The director took a page out of his days on Stargate SG-1 when it came to working on his next season four Sanctuary episode, “Chimera.” “I did an episode of SG-1 [season six’s “The Changeling”] where Teal’c [Christopher Judge] thinks he’s a fireman,” says Wood. “I remember Brad Wright [SG-1 co-creator/executive producer] coming into my office, putting the script down on my desk and saying, ‘This is a directors’ dream because you can do anything with it.’

“’Chimera’ was the same thing. It was written by James Thorpe, who came into my office with the script and said to me, ‘You’re going to love this, but Anthem and [visual effects supervisor] Lee Wilson are going to hate it,’ because it was basically all these giant visual effects builds. One of the reasons this episode was written is because we love Ian Tracey and his character of Adam Worth. We wanted to bring them both back but couldn’t think of a way to do it because we turned Adam into ash at the end of ‘Tempus.’ So we brought Ian’s character back in this fabulous way as a computer-generated image.

“I love this episode, and it’s one of my favorites, too, this year because for a director it challenges you in every way possible. You have to think spatially on green screen, and that’s an amazing experience when you’re working with actors like Amanda Tapping, Ian Tracey and Jonathon Young [Nikola Tesla]. I recently worked on a movie and trying to cast it was hard. I sat with the casting director and said, ‘The problem we’re having with casting the lead woman character in this movie is that none of the actresses are Amanda Tapping.’ She said to me, ‘You’re right. You are so spoiled.’

“I’ve worked with Amanda Tapping for 15 years, who is one of the best actors, certainly in all of North America, and trying to use someone new is very difficult. That didn’t strike home until I was trying to cast another project. Amanda is remarkable in ‘Chimera,’ as are Ian and Jonathon. James Thorpe did a terrific job with the script. When he was done with it, he handed the script to me. I then put it into my computer and started making all these little weird tweaks. Between the two of us we made it as complicated as possible for a director, and then I had to direct it,” he says with a chuckle. “There were moments where the DOP [director of photography, Gordon Verheul] and the script supervisor looked at me and said, ‘We have no idea what you’re doing right now,’ and I said, ‘That’s perfect. I’ll keep doing it.’”

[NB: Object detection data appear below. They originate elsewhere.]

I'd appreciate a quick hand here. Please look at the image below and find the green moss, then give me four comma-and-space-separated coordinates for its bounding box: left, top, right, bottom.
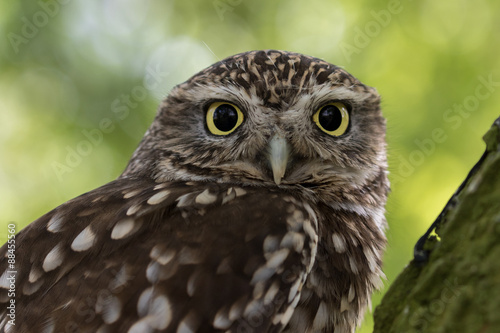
374, 118, 500, 333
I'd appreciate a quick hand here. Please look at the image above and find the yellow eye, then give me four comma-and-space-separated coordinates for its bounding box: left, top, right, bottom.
313, 102, 349, 136
207, 102, 243, 135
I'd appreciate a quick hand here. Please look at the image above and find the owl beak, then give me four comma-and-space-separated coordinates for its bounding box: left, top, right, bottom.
267, 134, 290, 185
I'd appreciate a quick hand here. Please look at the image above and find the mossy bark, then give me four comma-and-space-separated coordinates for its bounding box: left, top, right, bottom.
374, 118, 500, 333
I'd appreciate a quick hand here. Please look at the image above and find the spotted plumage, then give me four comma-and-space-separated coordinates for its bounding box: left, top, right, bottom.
0, 50, 389, 333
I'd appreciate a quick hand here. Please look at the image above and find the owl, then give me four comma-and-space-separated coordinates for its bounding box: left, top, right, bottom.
0, 50, 389, 333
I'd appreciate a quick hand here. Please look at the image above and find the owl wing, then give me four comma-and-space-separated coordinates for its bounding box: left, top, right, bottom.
0, 179, 318, 332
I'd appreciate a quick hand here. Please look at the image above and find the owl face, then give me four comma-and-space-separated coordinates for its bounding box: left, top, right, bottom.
124, 51, 385, 195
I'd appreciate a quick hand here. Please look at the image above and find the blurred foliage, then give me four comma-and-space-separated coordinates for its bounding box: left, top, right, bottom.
0, 0, 500, 332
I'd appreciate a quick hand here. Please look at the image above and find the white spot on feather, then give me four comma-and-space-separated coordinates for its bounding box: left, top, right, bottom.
194, 189, 217, 205
148, 190, 170, 205
47, 213, 63, 233
347, 284, 356, 303
313, 302, 330, 330
71, 225, 95, 252
127, 204, 141, 216
288, 276, 302, 303
123, 190, 141, 199
332, 233, 346, 253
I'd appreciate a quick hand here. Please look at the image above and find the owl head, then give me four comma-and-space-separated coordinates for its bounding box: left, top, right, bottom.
122, 50, 386, 197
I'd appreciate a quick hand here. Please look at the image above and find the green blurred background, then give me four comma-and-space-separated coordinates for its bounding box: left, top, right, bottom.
0, 0, 500, 332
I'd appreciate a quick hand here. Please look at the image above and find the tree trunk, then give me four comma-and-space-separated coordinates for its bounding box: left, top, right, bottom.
374, 118, 500, 333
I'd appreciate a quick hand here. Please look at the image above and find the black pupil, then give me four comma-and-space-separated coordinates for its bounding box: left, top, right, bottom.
214, 104, 238, 132
318, 105, 342, 131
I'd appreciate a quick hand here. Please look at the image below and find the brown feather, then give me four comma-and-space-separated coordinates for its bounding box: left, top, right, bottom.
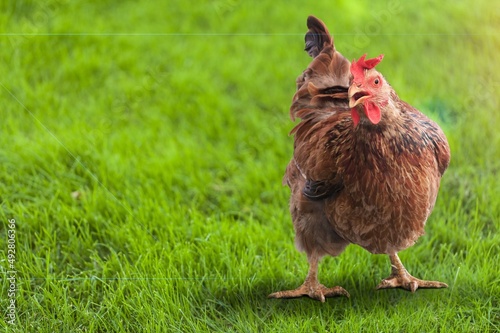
284, 16, 450, 255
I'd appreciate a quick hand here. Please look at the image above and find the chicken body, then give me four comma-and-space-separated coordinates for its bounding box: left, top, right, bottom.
270, 17, 450, 301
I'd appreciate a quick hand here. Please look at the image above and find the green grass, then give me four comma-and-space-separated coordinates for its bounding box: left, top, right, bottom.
0, 0, 500, 332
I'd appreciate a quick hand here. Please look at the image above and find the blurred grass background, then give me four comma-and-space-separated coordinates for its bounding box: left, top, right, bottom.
0, 0, 500, 332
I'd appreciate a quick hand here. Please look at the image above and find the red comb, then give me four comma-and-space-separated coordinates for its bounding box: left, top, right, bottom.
351, 54, 384, 82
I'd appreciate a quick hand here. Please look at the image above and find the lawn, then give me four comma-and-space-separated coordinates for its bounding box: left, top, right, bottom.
0, 0, 500, 332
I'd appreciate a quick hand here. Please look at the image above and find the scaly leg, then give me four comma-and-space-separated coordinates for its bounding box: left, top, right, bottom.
268, 255, 349, 302
376, 254, 448, 293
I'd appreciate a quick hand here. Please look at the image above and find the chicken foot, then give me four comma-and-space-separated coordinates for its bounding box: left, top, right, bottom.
376, 254, 448, 293
268, 255, 349, 303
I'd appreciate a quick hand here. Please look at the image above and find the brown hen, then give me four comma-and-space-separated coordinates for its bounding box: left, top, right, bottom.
269, 16, 450, 302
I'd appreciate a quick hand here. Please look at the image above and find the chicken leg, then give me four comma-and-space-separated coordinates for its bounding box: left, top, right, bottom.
376, 254, 448, 293
268, 254, 349, 302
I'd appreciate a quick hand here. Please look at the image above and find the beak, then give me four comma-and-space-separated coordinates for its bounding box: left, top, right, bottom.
348, 84, 370, 109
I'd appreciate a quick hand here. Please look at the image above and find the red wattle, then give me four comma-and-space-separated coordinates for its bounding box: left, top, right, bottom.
366, 102, 382, 124
351, 108, 359, 127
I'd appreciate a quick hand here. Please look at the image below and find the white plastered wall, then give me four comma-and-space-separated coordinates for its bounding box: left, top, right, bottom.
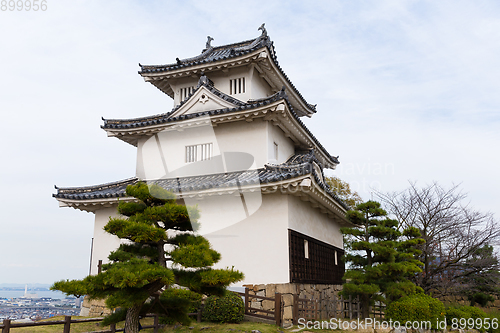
288, 195, 344, 249
136, 117, 268, 179
267, 122, 295, 164
170, 65, 273, 107
90, 207, 120, 275
199, 193, 290, 286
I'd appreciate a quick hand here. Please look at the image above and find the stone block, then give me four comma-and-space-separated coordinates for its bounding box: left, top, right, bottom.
278, 283, 297, 297
254, 284, 267, 291
266, 284, 276, 297
262, 300, 274, 310
250, 301, 262, 309
283, 294, 293, 306
283, 306, 293, 319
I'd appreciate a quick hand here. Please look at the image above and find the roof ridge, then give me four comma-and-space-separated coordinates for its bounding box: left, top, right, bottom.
54, 177, 139, 193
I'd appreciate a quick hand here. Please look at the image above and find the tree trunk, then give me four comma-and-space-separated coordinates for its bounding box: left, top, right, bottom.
361, 294, 370, 320
124, 304, 142, 333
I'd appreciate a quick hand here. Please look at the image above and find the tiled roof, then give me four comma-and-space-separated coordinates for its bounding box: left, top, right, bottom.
53, 152, 348, 209
139, 30, 316, 113
101, 79, 339, 164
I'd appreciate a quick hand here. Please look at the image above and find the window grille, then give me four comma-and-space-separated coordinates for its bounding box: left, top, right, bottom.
229, 77, 245, 95
288, 229, 345, 284
181, 86, 194, 102
186, 143, 213, 163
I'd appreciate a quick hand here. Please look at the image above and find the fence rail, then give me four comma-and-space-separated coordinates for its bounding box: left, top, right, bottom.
0, 315, 160, 333
238, 288, 283, 326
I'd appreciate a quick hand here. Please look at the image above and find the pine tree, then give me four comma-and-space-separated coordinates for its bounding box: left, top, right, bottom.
51, 183, 243, 333
341, 201, 423, 318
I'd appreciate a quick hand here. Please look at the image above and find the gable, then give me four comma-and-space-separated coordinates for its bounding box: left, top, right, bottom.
169, 85, 238, 118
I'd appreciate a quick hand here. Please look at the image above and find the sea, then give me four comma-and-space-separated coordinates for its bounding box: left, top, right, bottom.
0, 289, 66, 299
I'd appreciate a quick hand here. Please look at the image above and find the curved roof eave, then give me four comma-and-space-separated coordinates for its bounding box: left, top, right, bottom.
138, 36, 317, 117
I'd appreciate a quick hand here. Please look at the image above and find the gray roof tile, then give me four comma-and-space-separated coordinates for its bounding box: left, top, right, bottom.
53, 150, 348, 209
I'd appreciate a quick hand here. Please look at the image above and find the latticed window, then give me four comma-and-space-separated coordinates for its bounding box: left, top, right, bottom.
181, 86, 194, 102
186, 143, 213, 163
288, 229, 345, 284
229, 77, 245, 95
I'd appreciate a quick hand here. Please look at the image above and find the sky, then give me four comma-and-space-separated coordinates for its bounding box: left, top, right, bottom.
0, 0, 500, 284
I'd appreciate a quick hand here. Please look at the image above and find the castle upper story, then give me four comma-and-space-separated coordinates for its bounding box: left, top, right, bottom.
139, 24, 316, 117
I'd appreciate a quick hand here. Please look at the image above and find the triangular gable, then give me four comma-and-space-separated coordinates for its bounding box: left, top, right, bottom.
169, 86, 239, 118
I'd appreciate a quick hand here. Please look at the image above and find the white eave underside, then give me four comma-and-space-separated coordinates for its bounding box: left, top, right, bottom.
56, 175, 349, 226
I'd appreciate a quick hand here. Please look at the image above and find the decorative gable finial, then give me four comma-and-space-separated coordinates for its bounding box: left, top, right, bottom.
198, 72, 209, 87
257, 23, 267, 37
205, 36, 214, 49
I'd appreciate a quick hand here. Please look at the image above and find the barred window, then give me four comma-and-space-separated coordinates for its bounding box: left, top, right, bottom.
180, 86, 194, 102
186, 143, 213, 163
229, 77, 245, 95
288, 229, 345, 284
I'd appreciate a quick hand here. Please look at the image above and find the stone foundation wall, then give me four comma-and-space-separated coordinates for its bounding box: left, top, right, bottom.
244, 283, 342, 324
80, 296, 111, 317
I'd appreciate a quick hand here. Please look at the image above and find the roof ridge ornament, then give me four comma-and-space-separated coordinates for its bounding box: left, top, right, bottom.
205, 36, 214, 49
197, 72, 213, 88
257, 23, 267, 37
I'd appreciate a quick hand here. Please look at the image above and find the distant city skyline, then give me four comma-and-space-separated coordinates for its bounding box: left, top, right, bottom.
0, 0, 500, 286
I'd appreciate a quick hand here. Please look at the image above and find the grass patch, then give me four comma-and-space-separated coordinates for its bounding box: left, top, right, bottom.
10, 316, 159, 333
6, 316, 344, 333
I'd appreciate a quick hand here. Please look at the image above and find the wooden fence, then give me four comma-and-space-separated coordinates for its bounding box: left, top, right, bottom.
238, 288, 283, 326
292, 295, 385, 325
0, 315, 160, 333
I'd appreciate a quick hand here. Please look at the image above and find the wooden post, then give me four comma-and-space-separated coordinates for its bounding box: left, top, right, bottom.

Wood’s final directing contribution to Sanctuary’s fourth year is “The Depths,” written by Gillian Horvath. “This is a brilliant script with Magnus and Will on their own in a cave,” notes the director. “Every year we have an episode where it’s just the two of them, and in this season’s ‘The Depths’ we see Magnus and Will slide very much out of character at two different times. They’re under the influence of something and don’t realize it.

“This episode is a stepping stone to the season finale, [the two-part “Sanctuary for None”]. It’s a very emotional and character-driven two-person piece, and as I’ve said this before, a two-person piece is the hardest to direct because you’re in the same spot all the time. The toughest part of ‘The Depths’ was that script was so big that we ended up nine minutes over when we finished the edit. So I had to take nine minutes of story out of it, which was extremely hard to do. You’ll be able to see those on the DVD but not in the actual episode.”

Wood directed Sanctuary’s first and second season finales as well as “Out of the Blue,” the first half of the year three finale. This season, he turned the reins over to Damian Kindler, who directed the aforementioned “Sanctuary for None.”

“I had been offered this movie by Luke Perry, who I’d worked with on Jeremiah,” says the director. “He had been asking for two years to do these Goodnight for Justice TV movies and I finally said, ‘Hey, you know what, I can make this happen.’ I went to Damian and asked if he was OK with it. Damian said, ‘I would love the challenge,’ and he did an incredible job with the two-part season finale. It was hard for me to let go, but I did, and while Damian was busy filming, I was prepping this movie, which I then went out and shot with no green screen or visual effects at all. It was just a cowboy movie with stagecoaches, horses and gunfights, and I had a lot of fun doing it,” he enthuses.